El doctor George Gilles de la Tourette fue el responsable de encontrar una enfermedad de tipo neurológico que bautizó con su propio nombre y cuyos síntomas presentaban la aparición de movimientos involuntarios y repentinos en cuello, cabeza, hombros y extremidades y la disfunción coprolálica, es decir, exhalar barbaridades de forma totalmente incontrolada. Esta enfermedad fue diagnosticada por primera vez a principios del siglo XIX en una dama de la alta alcurnia francesa, pero, aún así, era una completa desconocida hasta principios de los años ochenta. Incluso había dudas de que fuera una dolencia como tal.

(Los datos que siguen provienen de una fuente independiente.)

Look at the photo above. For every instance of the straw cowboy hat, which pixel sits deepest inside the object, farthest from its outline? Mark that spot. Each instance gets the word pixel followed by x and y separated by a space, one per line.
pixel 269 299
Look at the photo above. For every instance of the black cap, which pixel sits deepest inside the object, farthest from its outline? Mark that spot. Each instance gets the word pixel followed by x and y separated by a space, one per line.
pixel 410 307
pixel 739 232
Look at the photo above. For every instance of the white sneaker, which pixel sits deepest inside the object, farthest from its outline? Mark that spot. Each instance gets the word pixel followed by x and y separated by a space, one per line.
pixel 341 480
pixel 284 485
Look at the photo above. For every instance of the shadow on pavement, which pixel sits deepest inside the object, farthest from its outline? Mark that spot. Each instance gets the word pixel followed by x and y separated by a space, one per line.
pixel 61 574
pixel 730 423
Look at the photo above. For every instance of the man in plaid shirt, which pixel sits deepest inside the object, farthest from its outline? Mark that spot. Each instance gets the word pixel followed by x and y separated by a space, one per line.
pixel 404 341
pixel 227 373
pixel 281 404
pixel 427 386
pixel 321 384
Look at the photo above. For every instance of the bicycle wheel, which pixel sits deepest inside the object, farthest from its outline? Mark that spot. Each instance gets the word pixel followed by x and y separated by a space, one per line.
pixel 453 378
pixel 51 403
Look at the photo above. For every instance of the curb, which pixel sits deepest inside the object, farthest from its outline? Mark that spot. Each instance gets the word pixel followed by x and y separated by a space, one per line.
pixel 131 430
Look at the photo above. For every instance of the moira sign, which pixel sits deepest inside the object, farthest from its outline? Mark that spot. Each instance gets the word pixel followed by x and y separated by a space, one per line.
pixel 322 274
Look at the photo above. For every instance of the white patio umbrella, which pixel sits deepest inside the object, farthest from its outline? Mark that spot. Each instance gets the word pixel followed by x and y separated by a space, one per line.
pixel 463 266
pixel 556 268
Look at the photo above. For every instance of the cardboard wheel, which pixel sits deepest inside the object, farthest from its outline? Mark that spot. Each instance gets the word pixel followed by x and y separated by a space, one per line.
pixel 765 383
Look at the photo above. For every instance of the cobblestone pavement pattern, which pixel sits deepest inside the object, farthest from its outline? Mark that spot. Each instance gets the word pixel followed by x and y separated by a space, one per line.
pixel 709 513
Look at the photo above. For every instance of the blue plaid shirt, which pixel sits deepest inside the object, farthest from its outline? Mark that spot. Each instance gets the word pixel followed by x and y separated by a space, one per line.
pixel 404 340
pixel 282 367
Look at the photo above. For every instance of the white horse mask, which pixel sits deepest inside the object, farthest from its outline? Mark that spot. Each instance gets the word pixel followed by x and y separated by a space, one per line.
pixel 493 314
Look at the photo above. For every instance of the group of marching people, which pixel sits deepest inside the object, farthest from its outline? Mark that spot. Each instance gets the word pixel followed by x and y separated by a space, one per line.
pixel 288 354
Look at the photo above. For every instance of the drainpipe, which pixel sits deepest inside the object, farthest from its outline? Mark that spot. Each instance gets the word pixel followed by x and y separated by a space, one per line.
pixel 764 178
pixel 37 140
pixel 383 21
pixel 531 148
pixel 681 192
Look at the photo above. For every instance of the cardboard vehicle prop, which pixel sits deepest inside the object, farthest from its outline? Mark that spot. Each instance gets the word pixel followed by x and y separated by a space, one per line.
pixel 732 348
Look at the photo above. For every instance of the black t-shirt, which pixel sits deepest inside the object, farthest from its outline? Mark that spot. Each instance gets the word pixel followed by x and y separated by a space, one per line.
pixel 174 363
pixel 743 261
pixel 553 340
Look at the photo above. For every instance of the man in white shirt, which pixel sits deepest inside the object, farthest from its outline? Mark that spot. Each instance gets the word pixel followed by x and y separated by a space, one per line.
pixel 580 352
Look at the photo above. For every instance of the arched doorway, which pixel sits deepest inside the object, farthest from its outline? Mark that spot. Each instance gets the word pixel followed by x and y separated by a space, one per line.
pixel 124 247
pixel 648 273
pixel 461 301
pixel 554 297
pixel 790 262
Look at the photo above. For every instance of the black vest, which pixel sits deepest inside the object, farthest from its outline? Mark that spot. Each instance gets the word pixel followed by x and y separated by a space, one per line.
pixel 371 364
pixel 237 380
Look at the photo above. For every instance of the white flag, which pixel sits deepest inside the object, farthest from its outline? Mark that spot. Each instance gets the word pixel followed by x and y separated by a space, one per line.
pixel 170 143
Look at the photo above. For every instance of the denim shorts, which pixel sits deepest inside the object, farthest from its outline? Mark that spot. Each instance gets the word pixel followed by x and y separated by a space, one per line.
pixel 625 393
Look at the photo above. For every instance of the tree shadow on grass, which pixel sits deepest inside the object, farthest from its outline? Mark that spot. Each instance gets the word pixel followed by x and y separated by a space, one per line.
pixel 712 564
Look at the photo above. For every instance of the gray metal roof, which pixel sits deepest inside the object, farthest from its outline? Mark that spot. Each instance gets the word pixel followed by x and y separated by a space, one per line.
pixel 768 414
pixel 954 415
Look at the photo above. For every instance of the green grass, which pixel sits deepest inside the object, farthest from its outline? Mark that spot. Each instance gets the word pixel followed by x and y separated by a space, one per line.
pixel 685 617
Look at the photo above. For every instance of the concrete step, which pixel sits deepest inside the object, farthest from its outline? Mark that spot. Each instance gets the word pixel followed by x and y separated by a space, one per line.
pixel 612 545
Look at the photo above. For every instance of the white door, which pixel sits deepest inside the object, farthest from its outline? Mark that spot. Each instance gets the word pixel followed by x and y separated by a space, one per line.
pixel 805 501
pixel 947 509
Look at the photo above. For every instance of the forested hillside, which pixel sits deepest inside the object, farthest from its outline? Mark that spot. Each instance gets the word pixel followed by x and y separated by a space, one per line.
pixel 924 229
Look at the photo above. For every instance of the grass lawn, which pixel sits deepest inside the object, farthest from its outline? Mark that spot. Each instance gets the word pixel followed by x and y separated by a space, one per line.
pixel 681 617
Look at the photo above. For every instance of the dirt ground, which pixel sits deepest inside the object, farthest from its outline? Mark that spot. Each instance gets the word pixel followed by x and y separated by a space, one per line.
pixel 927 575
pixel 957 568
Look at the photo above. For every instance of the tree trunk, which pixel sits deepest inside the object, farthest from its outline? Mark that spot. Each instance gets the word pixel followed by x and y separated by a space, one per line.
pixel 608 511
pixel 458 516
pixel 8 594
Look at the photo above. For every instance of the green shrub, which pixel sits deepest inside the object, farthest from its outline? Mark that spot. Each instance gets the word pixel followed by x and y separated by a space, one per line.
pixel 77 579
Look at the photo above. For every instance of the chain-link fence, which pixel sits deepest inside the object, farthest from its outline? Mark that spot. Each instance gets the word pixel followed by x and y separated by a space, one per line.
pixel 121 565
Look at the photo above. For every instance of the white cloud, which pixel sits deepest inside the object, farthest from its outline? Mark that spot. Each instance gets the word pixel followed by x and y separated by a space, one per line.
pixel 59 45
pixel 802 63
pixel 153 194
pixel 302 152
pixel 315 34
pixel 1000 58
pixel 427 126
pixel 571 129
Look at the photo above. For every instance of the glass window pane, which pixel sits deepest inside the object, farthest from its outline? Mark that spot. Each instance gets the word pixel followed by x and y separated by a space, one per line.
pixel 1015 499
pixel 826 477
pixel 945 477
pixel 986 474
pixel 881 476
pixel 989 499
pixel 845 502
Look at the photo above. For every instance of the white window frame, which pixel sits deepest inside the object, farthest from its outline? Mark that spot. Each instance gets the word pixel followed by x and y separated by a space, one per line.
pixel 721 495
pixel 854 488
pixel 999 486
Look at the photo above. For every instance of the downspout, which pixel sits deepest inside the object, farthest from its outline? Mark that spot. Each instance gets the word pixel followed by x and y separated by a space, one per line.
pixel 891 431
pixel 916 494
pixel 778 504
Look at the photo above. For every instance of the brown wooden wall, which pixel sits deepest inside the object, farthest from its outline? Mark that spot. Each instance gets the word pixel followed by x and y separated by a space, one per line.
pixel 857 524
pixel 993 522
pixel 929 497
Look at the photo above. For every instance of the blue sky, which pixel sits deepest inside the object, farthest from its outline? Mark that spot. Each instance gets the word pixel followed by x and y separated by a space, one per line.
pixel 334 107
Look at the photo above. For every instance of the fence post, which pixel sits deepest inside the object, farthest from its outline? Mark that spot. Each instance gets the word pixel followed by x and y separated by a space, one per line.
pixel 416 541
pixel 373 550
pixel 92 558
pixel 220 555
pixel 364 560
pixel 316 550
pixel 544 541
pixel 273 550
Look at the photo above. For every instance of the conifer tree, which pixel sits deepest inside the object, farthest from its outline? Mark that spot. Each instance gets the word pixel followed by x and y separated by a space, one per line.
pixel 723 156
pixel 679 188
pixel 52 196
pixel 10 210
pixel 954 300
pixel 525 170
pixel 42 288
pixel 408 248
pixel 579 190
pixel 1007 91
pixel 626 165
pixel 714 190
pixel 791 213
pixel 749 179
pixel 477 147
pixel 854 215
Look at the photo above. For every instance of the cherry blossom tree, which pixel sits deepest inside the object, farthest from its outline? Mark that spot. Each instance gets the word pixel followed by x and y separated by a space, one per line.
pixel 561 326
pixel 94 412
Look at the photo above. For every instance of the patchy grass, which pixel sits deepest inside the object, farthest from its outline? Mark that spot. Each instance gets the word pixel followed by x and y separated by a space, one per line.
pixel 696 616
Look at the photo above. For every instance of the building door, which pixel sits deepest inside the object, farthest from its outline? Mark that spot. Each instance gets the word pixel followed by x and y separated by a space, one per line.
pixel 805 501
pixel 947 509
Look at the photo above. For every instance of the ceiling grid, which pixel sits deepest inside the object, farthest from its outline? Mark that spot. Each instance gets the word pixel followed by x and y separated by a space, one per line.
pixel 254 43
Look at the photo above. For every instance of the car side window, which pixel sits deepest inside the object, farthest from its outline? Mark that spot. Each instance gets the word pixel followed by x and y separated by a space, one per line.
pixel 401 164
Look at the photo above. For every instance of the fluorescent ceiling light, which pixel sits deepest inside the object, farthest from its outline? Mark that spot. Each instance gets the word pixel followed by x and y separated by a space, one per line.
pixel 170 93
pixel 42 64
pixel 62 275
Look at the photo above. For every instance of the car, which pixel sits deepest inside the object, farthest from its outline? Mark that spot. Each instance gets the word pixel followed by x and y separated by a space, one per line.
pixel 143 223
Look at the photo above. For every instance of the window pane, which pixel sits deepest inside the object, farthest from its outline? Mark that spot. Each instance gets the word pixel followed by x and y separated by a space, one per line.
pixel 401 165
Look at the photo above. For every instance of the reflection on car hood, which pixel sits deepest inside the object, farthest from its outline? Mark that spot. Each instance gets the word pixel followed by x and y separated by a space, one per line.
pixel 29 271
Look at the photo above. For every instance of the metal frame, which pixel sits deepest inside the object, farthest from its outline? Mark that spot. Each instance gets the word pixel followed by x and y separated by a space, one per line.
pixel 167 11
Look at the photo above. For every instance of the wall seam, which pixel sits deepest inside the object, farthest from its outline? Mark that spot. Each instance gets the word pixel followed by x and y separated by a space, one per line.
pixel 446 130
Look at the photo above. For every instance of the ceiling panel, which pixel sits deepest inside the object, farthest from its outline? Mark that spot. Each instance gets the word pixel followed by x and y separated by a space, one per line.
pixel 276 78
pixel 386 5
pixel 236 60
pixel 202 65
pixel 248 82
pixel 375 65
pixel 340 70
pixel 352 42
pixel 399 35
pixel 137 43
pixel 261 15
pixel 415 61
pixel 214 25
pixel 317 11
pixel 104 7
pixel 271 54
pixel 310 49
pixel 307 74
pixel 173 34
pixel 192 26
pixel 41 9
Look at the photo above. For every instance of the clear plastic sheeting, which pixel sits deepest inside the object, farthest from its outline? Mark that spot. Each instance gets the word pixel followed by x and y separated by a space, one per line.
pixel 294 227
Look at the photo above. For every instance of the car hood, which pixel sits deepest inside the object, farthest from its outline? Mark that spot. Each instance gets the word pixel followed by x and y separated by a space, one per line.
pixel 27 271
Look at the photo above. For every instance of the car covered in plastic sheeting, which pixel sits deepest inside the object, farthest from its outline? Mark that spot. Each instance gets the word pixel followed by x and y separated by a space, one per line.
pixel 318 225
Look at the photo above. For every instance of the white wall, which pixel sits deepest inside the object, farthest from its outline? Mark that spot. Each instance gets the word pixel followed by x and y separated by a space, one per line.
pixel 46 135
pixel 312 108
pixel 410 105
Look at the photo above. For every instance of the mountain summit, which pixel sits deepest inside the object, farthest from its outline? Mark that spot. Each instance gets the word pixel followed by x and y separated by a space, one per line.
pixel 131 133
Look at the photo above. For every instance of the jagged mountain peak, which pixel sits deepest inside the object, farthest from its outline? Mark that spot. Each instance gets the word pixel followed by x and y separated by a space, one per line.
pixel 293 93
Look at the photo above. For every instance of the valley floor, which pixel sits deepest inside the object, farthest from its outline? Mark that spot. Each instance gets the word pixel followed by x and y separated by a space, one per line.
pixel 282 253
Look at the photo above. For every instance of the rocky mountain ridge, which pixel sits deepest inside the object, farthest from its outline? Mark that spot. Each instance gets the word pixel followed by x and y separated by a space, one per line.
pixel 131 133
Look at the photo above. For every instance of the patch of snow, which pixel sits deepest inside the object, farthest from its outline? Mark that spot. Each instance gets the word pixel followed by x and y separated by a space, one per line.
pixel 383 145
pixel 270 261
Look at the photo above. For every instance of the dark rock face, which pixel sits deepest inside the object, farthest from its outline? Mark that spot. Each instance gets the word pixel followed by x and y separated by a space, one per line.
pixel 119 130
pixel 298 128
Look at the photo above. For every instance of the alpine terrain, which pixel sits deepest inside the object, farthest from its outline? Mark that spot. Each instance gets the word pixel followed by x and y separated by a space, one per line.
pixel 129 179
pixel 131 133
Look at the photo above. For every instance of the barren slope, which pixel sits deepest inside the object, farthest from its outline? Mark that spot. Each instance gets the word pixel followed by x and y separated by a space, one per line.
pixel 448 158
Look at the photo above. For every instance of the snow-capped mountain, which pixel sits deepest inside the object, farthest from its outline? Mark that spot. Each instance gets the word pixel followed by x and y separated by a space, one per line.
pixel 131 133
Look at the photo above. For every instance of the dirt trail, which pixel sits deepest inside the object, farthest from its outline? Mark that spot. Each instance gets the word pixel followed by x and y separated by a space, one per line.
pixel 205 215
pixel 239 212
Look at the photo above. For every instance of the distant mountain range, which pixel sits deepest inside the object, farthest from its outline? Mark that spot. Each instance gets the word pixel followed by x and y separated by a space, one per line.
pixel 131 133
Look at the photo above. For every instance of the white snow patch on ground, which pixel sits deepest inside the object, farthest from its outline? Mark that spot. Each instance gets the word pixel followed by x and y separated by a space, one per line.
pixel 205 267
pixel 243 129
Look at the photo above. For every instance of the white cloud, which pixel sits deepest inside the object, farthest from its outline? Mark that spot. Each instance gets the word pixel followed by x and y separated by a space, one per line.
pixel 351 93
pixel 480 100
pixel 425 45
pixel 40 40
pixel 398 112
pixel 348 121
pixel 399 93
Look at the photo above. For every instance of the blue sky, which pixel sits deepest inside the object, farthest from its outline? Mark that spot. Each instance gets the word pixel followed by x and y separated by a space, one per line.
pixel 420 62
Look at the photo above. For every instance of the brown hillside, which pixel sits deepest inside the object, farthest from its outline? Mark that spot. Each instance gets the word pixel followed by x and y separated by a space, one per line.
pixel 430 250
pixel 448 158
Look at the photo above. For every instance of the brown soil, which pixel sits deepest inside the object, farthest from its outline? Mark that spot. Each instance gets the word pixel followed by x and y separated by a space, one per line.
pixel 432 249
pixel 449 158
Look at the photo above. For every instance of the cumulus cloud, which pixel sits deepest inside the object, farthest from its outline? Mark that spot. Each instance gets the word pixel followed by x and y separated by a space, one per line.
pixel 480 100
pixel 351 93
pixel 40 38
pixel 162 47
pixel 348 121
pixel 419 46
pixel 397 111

Así pues tenemos a un joven de quince años, bueno en los estudios y brillante en la portería de su equipo de cadetes. Comienza a tener síntomas que, por supuesto, trata de esconder lo más posible en una época de la vida en la que las inseguridades presiden todos y cada uno de sus actos. Cuando el problema se hace evidente, nadie lo comprende. Pierde a los amigos, no puede tener una simple cita con una chica, sus padres creen que sus comportamientos obedecen a su rebeldía. Está condenado por su lengua y sus tics espasmódicos. No tiene muchas salidas.

Y eso es lo más doloroso de esta enfermedad. No menoscaba la inteligencia, no discapacita al paciente, pero sufre el rechazo de todos porque creen que sus insultos procaces, sus nervios a flor de aparato motor son formas de llamar la atención. Sus profesores acuden incluso al castigo físico para tratar de dominar sus exabruptos, se pelea con el primero que pasa porque le suelta un manotazo en la cara. Puede que él tenga algo que pensar y decir, pero… ¿a quién?

El director Kirk Jones, a pesar de haber hecho algunos productos de descarada comercialidad, ya demostró sus dotes para dirigir con brío y acierto en una película de tan agradable recuerdo como Despertando a Ned, con Ian Bannen, excelente actor, llevando el peso de aquella función en busca de un billete de lotería premiado en los bolsillos de un muerto y enterrado. En esta ocasión, vuelve a dirigir con extraordinario acierto a un joven actor llamado Robert Aramayo que realiza una interpretación fantástica, haciendo que acompañemos al protagonista de esta historia a través de estupendos momentos de humor, tremendos instantes de tristeza y maravillosos pasajes de superación. Él es la principal razón para ver esta película que puede llegar perfectamente a la categoría de notable.

Y es que, en una sociedad presurosa, que sólo busca el ocio como forma de desahogo, que apenas presta atención a los problemas ajenos, no es el mejor sitio para alguien que es incontrolablemente diferente, y lo es para siempre porque el Síndrome de Tourette no tiene cura, y que, sin embargo, quiere ser aceptado como uno más, quiere hacer las cosas que los demás hacen y, desde luego, en ese largo y difícil caminar también hay un lugar reservado para el error.

No es fácil ponerse en la piel de John Davidson, personaje en el que se basa toda la película, que, sin desvelar nada, soltó un exabrupto escandaloso en la ceremonia de entrega de la Orden del Imperio Británico en presencia de la reina. No podemos imaginar la cantidad de rechazo que ha acumulado en su corazón y la inmensa capacidad para ser competente en lo suyo y ayudar a todos los que sufren esta lastimosa enfermedad, que arruina vidas antes de ser vividas, que destroza a las familias porque no aceptan que nadie se comporte de una manera tan radicalmente poco educada. Estamos llenos de prejuicios y, a cada día que pasa, estamos dispuestos a conceder muy pocas oportunidades a todos aquellos que realmente lo merecen. John Davidson era uno de ellos. Y Robert Aramayo tendrá una carrera absolutamente brillante si sabe elegir los proyectos en los que intervendrá. Suya es una de las mejores interpretaciones de los últimos años. Maldita sea.